¿Hay vida tras el concurso de acreedores?

14-10-2010 - IURE Abogados


Haciendo un paralelismo extremo, podríamos decir que en el argot empresarial hablar de concurso de acreedores equivale poco menos que a un cáncer terminal. Lo cierto es que son escasas las empresas que consiguen salir de este procedimiento y no llegar a la liquidación. Sin embargo y, sin entrar en las causas que motivan la desviación del concurso hacia el cierre las sociedades, todavía podemos albergar esperanzas.

Expansión publica hoy la recuperación económica de una de las empresas más importantes de la Comunidad Valenciana. En tan solo un año, Industrias Mova, empresa dedicada a la fabricación de mobiliario, ha conseguido salir del concurso gracias a un convenio de acreedores, en el que se ha comprometido a pagar el 65% de su deuda en un plazo de cinco años.

El convenio es la solución para todas aquellas empresas que, pese a la crisis, decidan continuar con su actividad.
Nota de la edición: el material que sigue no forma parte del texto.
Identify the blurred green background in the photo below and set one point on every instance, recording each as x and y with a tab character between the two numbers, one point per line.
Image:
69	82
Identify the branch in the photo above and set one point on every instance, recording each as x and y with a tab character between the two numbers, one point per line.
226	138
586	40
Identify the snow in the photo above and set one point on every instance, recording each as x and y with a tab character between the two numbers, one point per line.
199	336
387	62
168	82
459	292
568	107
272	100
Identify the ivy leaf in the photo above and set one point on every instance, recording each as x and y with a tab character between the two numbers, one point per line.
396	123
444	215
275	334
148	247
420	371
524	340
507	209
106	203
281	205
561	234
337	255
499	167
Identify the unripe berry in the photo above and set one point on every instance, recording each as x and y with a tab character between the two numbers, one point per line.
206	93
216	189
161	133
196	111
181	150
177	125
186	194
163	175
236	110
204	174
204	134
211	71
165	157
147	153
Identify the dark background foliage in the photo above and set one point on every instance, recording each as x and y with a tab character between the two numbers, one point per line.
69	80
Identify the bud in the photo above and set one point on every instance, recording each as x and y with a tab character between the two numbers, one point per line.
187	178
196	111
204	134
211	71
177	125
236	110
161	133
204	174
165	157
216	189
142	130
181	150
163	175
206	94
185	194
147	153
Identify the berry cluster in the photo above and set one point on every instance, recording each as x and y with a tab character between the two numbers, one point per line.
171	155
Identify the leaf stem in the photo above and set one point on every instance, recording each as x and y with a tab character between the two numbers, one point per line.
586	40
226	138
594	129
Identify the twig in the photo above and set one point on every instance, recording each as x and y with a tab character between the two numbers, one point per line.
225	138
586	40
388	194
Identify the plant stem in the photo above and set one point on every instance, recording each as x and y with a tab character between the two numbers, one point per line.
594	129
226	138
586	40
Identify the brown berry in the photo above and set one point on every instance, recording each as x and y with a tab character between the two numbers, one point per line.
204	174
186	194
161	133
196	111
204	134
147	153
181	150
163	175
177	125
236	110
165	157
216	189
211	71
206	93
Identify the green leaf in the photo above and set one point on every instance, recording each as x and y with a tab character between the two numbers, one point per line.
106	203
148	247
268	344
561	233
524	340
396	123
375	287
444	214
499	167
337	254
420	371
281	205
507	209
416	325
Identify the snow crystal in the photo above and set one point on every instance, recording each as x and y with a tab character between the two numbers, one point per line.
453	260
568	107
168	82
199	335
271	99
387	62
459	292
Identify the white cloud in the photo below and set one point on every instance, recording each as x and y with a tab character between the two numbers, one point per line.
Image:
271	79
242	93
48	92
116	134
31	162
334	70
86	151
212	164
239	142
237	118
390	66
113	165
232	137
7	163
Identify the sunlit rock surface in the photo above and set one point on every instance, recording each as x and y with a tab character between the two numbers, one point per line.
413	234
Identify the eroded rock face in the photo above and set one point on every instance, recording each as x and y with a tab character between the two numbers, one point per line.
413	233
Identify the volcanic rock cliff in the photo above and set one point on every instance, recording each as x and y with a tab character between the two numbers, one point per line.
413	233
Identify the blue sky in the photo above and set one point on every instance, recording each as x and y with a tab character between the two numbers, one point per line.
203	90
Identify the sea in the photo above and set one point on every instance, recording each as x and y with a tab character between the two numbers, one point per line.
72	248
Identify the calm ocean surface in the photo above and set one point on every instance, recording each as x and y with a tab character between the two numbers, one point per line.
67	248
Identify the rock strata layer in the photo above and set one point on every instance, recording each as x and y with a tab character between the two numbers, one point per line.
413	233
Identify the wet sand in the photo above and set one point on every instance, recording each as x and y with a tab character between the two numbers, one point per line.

Precisamente, esta sociedad valenciana, tras ver reducido su volumen de negocio en un 30%, ha optado por resolver, dentro del procedimiento concursal, sus problemas de solvencia, adaptando su actividad a la nueva situación del mercado, logrando con ello superar la crisis económica que vaticinaba tan solo doce meses antes el cierre de la empresa.

Éstas son algunas recomendaciones generales para todas aquellos que pretendan superar la insolvencia y salir del concurso con un convenio de acreedores bajo el brazo:

1. En primer lugar, será necesario contar con un plan de viabilidad, es decir, convendrá valorar la situación económica, las perspectivas de futuro, así como la posibilidad de reorientar la actividad de la empresa.

2. El acuerdo con los acreedores deberá contener propuestas de quita y/o espera, no pudiendo superarse ciertos límites: no se podrá fijar más de un 50% de quita, ni una espera superior a cinco años. Límites que podrán ser sobrepasados en caso de que se trate de empresas “cuya actividad pueda tener especial trascendencia para la economía” (Art. 100 LC).

3. Salvando lo anterior, el contenido del convenio se presta en cierta medida a la capacidad de negociación de la empresa, ya que ésta podrá plantear una única propuesta o contener una individualizada según las clases de acreedores. Algunas empresas, incluso, han llegado a ofrecer a sus acreedores la posibilidad de convertir el crédito en acciones, participaciones o créditos participativos.